Oklahoma has a robust treatment court system that integrates people with lived experience of behavioral health disorders and criminal justice involvement throughout the treatment court process, according to Nisha Wilson, M.S., LPC, director of criminal justice services for the Oklahoma Department of Mental Health and Substance Abuse Services (ODMHSAS). Certified Peer Recovery Support Specialists (PRSSs) are the lynchpin in services for many of the more than 7,000 participants in felony drug and mental health courts that the state serves annually, adds Heath Hayes, M.A., M.H.R., director of recovery support services for ODMHSAS.

Wilson and Hayes describe a state approach that is unique in several ways. First, ODMHSAS is not only the state’s behavioral health authority, but also the supervisor of the mental health and drug treatment courts’ administrative operations, which extend to include such specialty dockets as those serving people with co-occurring disorders, those arrested for driving under intoxication, and Veterans. ODMHSAS ensures that every treatment court program has at least one certified treatment agency that is specifically contracted to provide care for those participants.
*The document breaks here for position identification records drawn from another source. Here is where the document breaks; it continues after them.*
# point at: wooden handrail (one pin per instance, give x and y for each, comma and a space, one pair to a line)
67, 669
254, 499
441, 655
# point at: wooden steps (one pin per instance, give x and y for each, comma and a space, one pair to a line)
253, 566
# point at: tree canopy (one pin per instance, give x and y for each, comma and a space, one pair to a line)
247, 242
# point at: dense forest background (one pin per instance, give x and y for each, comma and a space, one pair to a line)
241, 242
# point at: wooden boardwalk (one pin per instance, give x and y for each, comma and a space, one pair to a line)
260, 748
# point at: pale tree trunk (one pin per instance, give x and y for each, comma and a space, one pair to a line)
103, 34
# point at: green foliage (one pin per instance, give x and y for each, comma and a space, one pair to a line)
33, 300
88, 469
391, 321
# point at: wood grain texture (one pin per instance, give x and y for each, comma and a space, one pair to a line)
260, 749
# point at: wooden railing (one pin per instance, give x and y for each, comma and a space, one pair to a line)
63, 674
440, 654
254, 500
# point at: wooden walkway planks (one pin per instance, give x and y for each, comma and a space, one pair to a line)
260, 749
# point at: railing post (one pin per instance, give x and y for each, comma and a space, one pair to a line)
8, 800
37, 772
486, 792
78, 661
“A treatment court is one way that people may enter the door into services,” Wilson says. The contracted agencies develop individualized treatment plans for each court participant, and the state reimburses them on a fee-for-service basis for the work they do. Everyone connected with services by a drug court will receive substance use treatment, but they will also receive support for additional needs, such as parenting classes, trauma-specific interventions, or family-based care, Wilson notes. She adds that treatment court participants have access to more than 100 types of individualized services.

Second, one of these wraparound services is wellness planning provided by the more than 700 certified and Medicaid-reimbursable PRSSs currently working in Oklahoma. All peers providing services are trained and certified by the state, Hayes explains. Once they have an agency that is prepared to hire them, they apply for a 40-hour intensive training overseen by ODMHSAS that leads to certification as a PRSS. All peers in Oklahoma receive the same training, regardless of whether their lived experience is with mental illness or substance use. “We very much believe that co-occurring disorders are the expectation, not the exception,” Hayes says.
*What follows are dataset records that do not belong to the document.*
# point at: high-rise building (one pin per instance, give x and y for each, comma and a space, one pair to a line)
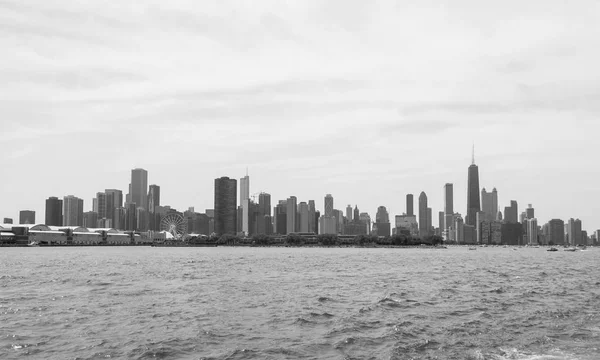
72, 211
245, 203
27, 217
130, 216
292, 214
153, 198
530, 212
101, 205
349, 212
304, 216
556, 232
574, 232
448, 209
54, 211
90, 219
382, 222
410, 202
114, 200
120, 218
312, 223
280, 213
511, 213
532, 231
366, 219
459, 227
225, 206
423, 221
489, 204
139, 187
328, 220
473, 201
Peers may also apply for additional training in specific tracks, such as youth and young adults, Veterans, or criminal justice. Though they do not have to have criminal justice experience to work with treatment court participants, that lived experience is often what makes the difference, Hayes notes. Peers with lived experience of criminal justice involvement can help engage treatment court participants just by listening and sharing their stories. PRSSs also help treatment court participants navigate services, connect with schooling and employment opportunities, and engage in physical wellness interventions such as tobacco cessation and exercise classes.

Depending on the services a treatment agency provides, PRSSs may be involved at every stage of the treatment court proceedings. “We’ve had defense attorneys working with peers to have a conversation with their clients about what the program entails,” Wilson says. Some agencies send peers into the jails to help individuals make the decision about treatment court participation. PRSSs are also an important component of a new best-practice aftercare program the state has instituted for treatment court participants, thanks to a recent U.S. Department of Justice grant. Called Recovery Management Checkups, peers are the recommended staff for the program, which helps treatment court participants transition successfully from the formal oversight of the treatment court to life in the community. PRSSs can help quickly identify if a person who is struggling needs to reengage in treatment services outside the authority of the treatment court model, Wilson notes.
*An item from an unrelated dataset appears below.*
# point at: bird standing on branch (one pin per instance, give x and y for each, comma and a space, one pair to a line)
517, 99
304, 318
Both Wilson and Hayes consider the use of PRSSs in treatment court proceedings an unqualified success, but they note it is not without its challenges. Education about the appropriate use of PRSS is critical, both for the court system and for treatment agencies. “The concept of having an individual with lived experience in the criminal justice system working with that population is not necessarily one that is traditionally viewed positively,” according to Wilson. For example, she explains that people on probation often are told to stay away from individuals who have similar histories. In addition, because treatment court participants may disclose their struggles to peers, court personnel need to understand that PRSSs are not an extension of the probation system. Likewise, Hayes notes that treatment agencies themselves often need to be educated about how best to use PRSSs to reach those who have criminal justice involvement.

Wilson would like to see the reach of the program expanded. Internal data show that about fifteen hundred drug court participants received services from a PRSS in 2018; that’s about half of the participants in the state’s drug courts. “But those participants received almost 24,000 unique services, so we know that when they receive these services, they’re getting a substantial amount of interaction with PRSSs,” Wilson notes. This interaction can literally be lifesaving. “I’m the beacon of hope for you because I’ve been in your shoes,” is a powerful message that peers convey, Hayes concludes.